A critique for the Black African Feminist perspective is that it holds too much value on the power relations of culture and tradition. Culture is “constantly changing and evolving a it comes into contact with other cultures” (Davis, 2004) and is able to generate new experiences and change the meaning and form of traditional practices. When describing her own experience with FGM in Kenya, Njambi notes that the meaning of female genital excision has already been changing and holds a less positive valence. Since culture is highly influenced by power relations, conflicting political interests of FGM in Africa are ignored, leading to the silencing of opponents within the culture. This needs to be addressed when examining the rights of African women who undergo the FGM procedure.
Conclusion
Though they have differing views supported, the aforementioned Feminist frameworks need to be considered together in order to derive a better understanding of FGM and women’s rights.
The Western Feminist perspectives demonstrates how FGM enforces gender discrimination and women’s oppression, however, it did very little in addressing the cultural background of African women who have to go through this procedure, failing to consider the possibilities of women’s autonomy and diversity. This is due to their grouping of African women into a monolithic identity, which prevents the acknowledgement of the intersectionality that African women experience.
On the other hand, the African Feminist perspective was able to highlight issues of their context that have a great influence on their collective nature and relationship in African societies. However, their response holds too much value on the power relations of their culture and fails to integrate the idea of changing perspectives of those within the culture.

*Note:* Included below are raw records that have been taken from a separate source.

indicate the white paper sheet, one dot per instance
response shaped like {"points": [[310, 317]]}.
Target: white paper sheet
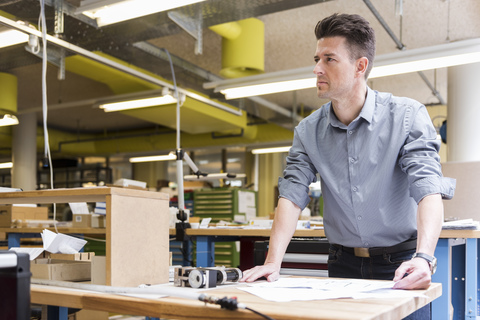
{"points": [[305, 289], [61, 243], [79, 207], [32, 252]]}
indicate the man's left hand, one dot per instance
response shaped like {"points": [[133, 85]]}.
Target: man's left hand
{"points": [[413, 274]]}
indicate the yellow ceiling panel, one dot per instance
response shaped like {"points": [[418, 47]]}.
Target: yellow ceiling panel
{"points": [[119, 81], [195, 117]]}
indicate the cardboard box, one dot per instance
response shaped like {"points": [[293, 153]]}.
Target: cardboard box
{"points": [[81, 256], [62, 270], [98, 221], [10, 213], [82, 221]]}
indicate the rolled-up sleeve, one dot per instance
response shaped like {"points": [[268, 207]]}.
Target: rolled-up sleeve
{"points": [[420, 160], [298, 174]]}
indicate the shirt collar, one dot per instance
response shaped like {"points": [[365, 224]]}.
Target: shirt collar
{"points": [[366, 113]]}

Ultimately, in order to allow for a holistic understanding of FGM in relation to women’s rights, both perspectives need to adapt from the other approach as each approach separately is limited in the context of FGM. After an analysis of both Feminist perspectives, I believe it demands a sympathetic reaction and engagement to this issue which deserves serious attention, since this practice is a definite violation of women’s rights, no matter what cultural implications exist. This is not the time for Feminists to focus on their own parochial concerns, rather, it is time to “build coalitions around issues which are of concern to us all” (Davis, 2004).